Anyone know how I can make it replace those parts correctly in pandas?
EDIT, I've tried .str.replace("", "") and tried just .replace("", "")
Example CSV:
No,CDPure,Blank
1,Data Test,
2,Test N/A,
3,Data N/A,
4,Test Data,
5,Bla,
5,Stack,
6,Over (AMI),
7,Flow (AMI),
8,Test (AMI),
9,Data,
10,Ryflex (AMI),
Example Code:
# Import pandas
import pandas
# Open csv (I have to keep it all as dtype object otherwise I can't do the rest of my script)

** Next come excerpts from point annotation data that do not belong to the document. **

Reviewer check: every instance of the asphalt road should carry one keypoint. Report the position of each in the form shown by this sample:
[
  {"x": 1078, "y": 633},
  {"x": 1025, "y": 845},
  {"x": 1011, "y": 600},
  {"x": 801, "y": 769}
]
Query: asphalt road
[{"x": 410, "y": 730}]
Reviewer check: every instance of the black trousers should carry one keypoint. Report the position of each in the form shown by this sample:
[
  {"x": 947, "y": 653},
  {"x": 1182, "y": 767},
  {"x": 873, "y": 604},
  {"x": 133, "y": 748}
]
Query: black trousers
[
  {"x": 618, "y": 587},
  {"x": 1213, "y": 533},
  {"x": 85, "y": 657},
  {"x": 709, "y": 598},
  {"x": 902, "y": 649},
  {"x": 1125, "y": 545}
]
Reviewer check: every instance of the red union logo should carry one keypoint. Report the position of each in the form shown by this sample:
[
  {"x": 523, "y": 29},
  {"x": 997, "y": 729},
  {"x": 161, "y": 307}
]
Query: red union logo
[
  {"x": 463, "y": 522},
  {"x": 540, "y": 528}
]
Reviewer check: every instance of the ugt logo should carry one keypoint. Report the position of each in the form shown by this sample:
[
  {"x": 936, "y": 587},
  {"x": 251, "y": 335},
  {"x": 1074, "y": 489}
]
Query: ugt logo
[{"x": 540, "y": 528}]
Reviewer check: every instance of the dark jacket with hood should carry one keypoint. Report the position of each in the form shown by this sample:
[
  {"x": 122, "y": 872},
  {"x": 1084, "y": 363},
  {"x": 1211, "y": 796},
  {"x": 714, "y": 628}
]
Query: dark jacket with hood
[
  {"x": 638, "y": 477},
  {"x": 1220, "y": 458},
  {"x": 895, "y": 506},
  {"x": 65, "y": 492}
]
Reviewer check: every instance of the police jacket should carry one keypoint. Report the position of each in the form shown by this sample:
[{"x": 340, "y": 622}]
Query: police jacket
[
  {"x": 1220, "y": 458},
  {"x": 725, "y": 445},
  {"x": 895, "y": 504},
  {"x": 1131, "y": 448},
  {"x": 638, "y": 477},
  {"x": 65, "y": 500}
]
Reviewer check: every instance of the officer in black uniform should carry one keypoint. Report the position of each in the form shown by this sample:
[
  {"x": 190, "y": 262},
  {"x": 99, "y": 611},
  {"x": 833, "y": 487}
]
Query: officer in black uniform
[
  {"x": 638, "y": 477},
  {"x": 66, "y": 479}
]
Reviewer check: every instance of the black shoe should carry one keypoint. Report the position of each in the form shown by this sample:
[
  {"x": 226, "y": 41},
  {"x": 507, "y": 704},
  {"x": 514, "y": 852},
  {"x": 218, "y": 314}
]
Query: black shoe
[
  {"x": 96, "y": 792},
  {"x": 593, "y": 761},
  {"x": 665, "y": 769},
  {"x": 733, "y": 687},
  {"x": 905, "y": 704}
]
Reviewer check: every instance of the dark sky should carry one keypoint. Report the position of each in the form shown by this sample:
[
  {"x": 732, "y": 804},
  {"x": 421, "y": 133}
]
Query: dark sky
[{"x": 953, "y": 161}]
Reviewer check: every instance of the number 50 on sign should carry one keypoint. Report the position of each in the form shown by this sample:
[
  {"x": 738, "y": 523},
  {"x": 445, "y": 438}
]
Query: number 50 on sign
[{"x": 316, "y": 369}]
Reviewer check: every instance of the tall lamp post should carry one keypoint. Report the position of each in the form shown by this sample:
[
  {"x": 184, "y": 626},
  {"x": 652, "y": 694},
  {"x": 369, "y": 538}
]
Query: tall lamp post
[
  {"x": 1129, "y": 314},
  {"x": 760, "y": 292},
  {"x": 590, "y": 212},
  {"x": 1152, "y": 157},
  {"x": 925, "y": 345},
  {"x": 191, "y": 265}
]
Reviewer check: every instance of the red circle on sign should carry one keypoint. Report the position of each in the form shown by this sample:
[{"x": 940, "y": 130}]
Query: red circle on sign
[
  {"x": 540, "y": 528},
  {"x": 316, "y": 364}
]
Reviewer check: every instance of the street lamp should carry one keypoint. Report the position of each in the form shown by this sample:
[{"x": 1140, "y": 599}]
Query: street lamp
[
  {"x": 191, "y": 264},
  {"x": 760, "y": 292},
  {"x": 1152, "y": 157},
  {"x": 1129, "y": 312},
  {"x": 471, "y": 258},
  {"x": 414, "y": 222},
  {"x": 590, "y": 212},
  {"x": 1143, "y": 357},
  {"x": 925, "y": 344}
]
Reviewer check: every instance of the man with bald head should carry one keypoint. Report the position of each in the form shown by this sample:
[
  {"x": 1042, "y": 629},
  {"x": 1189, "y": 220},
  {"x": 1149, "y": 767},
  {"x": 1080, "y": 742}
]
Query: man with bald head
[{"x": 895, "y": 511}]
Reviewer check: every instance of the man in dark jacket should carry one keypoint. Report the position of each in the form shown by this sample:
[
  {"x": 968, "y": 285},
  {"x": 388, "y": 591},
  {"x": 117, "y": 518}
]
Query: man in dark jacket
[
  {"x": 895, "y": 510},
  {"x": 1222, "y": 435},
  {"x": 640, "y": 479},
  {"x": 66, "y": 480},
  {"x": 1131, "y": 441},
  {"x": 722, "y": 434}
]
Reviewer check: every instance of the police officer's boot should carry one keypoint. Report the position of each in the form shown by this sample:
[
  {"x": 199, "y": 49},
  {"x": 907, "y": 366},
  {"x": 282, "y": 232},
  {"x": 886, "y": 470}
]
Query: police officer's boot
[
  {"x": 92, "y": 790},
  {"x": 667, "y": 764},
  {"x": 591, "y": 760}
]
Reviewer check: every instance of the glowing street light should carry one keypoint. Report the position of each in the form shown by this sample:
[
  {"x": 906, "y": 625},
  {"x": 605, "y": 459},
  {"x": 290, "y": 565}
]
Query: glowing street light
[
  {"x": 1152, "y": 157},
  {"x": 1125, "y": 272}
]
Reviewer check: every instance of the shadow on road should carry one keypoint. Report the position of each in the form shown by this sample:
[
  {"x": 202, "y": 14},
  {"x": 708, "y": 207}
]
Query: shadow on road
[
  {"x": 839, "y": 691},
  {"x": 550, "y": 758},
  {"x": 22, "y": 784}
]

csvdata = pandas.read_csv('test.csv', dtype=object)
# Create blank column
csvdata["CTemp"] = ""
# Create a copy of the data in "CDPure"
dcol = csvdata.CDPure
# Fill "CTemp" with the data from "CDPure" and replace and/or remove certain parts
csvdata['CTemp'] = dcol.str.replace(" (AMI)", "").str.replace(" N/A", " Non")
# Print
print csvdata.head(11)
Output:
No CDPure Blank CTemp
0 1 Data Test NaN Data Test
1 2 Test N/A NaN Test Non
2 3 Data N/A NaN Data Non
3 4 Test Data NaN Test Data
4 5 Bla NaN Bla
5 5 Stack NaN Stack
6 6 Over (AMI) NaN Over (AMI)
7 7 Flow (AMI) NaN Flow (AMI)
8 8 Test (AMI) NaN Test (AMI)
9 9 Data NaN Data
10 10 Ryflex (AMI) NaN Ryflex (AMI)
str.replace interprets its argument as a regular expression, so you need to escape the parentheses using dcol.str.replace(r" \(AMI\)", "").str.replace(" N/A", "Non").
This does not appear to be adequately documented; the docs mention that split and replace "take regular expressions, too", but doesn't make it clear that they always interpret their argument as a regular expression.